Jack Lawson (Anthony Fusco, on left above) and Henry Brown (Chris Butler) are law partners. They smell a big case when Charles Strickland walks in their door, asking for representation in a case where he has been accused of the rape of a black woman in a hotel.
Strickland (Kevin O'Rourke) looks like Mitt Romney. He is everything a jury will dislike: rich, aloof, entitled and, worst of all, white. He appears to be guilty, though he proclaims innocence, something the experienced lawyers know has nothing to do with conviction or acquittal. The legal system is about only three things, says Lawson: "hatred, fear and envy." A jury will automatically hate and fear their wealthy client.
A third lawyer in the firm is Susan (Susan Heyward), whose position becomes more and more convoluted as time goes on. She is an attorney, but she is also a black woman who is convinced Strickland is guilty. She knows in her heart that due to his influence her client will probably walk. This puts her in an uncomfortable situation.

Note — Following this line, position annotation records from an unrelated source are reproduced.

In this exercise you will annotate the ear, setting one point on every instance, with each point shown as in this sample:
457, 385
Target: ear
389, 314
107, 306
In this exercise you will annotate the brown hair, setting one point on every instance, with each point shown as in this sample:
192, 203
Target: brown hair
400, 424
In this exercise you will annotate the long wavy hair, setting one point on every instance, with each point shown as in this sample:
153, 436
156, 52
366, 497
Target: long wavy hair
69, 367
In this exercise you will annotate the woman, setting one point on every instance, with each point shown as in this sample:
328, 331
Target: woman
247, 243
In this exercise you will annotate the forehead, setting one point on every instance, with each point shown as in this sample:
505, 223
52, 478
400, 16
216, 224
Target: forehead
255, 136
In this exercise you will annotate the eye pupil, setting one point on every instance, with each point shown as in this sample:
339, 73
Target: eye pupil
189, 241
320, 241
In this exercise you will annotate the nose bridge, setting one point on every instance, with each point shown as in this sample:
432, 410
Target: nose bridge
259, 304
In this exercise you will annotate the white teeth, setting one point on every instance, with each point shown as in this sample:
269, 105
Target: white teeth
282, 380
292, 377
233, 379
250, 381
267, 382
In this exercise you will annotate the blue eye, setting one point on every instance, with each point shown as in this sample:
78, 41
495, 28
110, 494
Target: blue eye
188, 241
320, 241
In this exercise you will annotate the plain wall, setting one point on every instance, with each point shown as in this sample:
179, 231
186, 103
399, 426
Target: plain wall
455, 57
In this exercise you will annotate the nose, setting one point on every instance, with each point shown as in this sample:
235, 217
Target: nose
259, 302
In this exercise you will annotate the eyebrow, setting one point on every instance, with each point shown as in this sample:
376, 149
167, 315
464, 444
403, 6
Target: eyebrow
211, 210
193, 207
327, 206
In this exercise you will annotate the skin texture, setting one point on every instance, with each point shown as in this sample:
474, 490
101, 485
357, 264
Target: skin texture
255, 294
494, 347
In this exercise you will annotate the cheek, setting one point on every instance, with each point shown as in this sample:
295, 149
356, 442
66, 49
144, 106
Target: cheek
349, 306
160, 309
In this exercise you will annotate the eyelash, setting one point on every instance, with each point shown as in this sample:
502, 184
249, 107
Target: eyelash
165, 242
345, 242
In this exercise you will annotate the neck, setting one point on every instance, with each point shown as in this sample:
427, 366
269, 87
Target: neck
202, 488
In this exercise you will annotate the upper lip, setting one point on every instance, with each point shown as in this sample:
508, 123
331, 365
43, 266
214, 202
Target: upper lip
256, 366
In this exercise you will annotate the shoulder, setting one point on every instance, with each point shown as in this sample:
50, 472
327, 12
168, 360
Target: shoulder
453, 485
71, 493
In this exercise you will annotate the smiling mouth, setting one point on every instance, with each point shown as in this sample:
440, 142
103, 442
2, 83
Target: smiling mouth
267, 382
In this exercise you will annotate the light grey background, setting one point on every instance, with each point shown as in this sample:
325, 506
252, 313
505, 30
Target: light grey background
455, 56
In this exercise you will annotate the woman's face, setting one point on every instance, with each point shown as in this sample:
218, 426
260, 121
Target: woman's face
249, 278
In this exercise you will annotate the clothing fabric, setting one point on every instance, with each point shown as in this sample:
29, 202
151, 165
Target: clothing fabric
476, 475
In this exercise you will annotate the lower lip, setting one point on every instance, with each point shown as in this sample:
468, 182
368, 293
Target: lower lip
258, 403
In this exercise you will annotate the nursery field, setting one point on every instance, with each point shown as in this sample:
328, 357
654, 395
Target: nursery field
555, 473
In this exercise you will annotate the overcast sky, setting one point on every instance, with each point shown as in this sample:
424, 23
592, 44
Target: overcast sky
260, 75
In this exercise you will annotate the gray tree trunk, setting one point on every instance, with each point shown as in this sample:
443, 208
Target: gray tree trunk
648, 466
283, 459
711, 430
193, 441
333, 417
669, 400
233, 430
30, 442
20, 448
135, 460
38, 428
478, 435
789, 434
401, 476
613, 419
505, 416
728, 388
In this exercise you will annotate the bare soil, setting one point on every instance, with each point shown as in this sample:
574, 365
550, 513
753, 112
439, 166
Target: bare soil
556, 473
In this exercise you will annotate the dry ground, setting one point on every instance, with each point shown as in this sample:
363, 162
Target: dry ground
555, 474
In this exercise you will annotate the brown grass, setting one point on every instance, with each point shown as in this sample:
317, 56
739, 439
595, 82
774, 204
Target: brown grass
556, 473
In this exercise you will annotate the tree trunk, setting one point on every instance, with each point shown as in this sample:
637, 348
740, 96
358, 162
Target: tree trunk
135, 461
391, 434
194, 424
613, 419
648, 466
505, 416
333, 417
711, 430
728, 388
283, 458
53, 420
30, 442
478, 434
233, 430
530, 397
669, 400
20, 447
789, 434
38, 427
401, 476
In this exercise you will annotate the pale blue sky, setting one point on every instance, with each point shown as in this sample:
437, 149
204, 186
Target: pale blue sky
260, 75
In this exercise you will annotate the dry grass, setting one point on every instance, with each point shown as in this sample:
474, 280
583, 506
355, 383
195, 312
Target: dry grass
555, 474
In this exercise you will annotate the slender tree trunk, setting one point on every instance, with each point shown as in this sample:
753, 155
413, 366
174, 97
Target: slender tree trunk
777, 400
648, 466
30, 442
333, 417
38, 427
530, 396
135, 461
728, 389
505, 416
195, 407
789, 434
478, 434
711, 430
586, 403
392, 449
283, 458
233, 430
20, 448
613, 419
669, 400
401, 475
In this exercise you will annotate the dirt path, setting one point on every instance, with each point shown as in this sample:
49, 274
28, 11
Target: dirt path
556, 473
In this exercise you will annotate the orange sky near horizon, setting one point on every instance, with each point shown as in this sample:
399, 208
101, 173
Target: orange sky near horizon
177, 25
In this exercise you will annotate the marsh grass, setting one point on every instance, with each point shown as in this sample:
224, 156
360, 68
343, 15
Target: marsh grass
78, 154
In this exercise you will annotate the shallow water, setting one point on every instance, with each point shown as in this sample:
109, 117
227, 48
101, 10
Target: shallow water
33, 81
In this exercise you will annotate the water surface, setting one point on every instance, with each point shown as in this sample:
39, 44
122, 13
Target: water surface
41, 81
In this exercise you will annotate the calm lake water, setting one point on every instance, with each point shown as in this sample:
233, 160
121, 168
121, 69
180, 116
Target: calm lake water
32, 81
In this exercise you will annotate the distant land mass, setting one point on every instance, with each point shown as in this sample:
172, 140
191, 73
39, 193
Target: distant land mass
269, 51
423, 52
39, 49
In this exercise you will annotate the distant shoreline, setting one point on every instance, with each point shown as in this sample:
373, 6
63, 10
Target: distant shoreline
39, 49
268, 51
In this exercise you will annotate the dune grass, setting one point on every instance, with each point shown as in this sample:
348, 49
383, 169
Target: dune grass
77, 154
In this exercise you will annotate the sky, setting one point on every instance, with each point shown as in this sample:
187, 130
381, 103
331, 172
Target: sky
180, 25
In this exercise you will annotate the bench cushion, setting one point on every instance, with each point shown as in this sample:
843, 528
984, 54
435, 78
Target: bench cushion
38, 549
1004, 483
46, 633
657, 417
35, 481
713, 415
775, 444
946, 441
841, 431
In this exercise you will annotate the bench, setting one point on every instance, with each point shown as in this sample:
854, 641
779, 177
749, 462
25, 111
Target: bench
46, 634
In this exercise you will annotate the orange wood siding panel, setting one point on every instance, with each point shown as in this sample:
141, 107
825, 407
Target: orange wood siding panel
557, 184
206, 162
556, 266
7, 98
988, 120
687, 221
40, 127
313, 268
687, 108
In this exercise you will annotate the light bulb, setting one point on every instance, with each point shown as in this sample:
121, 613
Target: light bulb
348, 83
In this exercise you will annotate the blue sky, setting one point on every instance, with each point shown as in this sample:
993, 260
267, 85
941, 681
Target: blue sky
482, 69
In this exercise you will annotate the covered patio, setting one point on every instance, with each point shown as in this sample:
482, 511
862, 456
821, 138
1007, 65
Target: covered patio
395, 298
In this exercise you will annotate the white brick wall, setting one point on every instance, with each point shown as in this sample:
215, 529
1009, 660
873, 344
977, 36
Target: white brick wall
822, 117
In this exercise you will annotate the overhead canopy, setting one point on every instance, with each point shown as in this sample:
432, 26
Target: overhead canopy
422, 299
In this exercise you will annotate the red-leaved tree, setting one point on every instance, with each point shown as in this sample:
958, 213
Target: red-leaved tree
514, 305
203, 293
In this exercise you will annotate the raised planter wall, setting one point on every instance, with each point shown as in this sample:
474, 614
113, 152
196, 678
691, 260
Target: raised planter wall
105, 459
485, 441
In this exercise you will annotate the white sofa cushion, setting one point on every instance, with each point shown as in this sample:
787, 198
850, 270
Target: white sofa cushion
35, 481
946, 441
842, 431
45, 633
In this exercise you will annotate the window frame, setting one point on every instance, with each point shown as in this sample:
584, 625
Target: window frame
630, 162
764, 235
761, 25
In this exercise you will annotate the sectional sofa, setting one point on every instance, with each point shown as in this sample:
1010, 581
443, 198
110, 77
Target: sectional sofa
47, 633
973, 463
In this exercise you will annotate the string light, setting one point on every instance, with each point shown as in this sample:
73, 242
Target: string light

Mamet's dialogue is brilliant and incisive. It is hard to know which pillar of American values is being hit hardest -- the law, sex, race, privilege or just plain humanity. All people are stupid and prone to blindness, Lawson says. Jews feel guilt. Blacks feel shame. It's all about feelings of inferiority or guilt about superiority. The lawyer's job is to simply tell a better story to the jury than the other lawyer does.
Whatever David Mamet is feeling these days, we are sure of one thing: we wouldn't want to be his lawyer.
RATINGS: ☼ ☼ ☼ ☼
The San Francisco Theater Blog Awards Divison awards "Race" Four Stars. It is brilliant theater -- the cast (especially Butler and Fusco), Irene Lewis's flawless direction and Chris Barreca's law office set (another of those A.C.T. sets that makes you smile in anticipation the second you turn the corner and see the stage) couldn't be much better. Most of all, Mamet's plot leads us towards an ending we do not expect, while at the same time forcing us to face uncomfortable truths about ourselves and our world.
It is interesting to this reviewer, and a point to consider for a perspective audience, that many reviewers across the country have not been enthusiastic about this show. It is hard to see how that could be, unless possibly the subject matter -- race, especially -- is just too uncomfortable. Perhaps lines like this one -- when Henry reminds Jack that a preacher's testimony will not be able to be impeached because "white clergymen are allowed to say fuck, nigger and bitch in one sentence" -- are too much for us still.
Don't miss "Race." Maybe you'll figure out who's winning.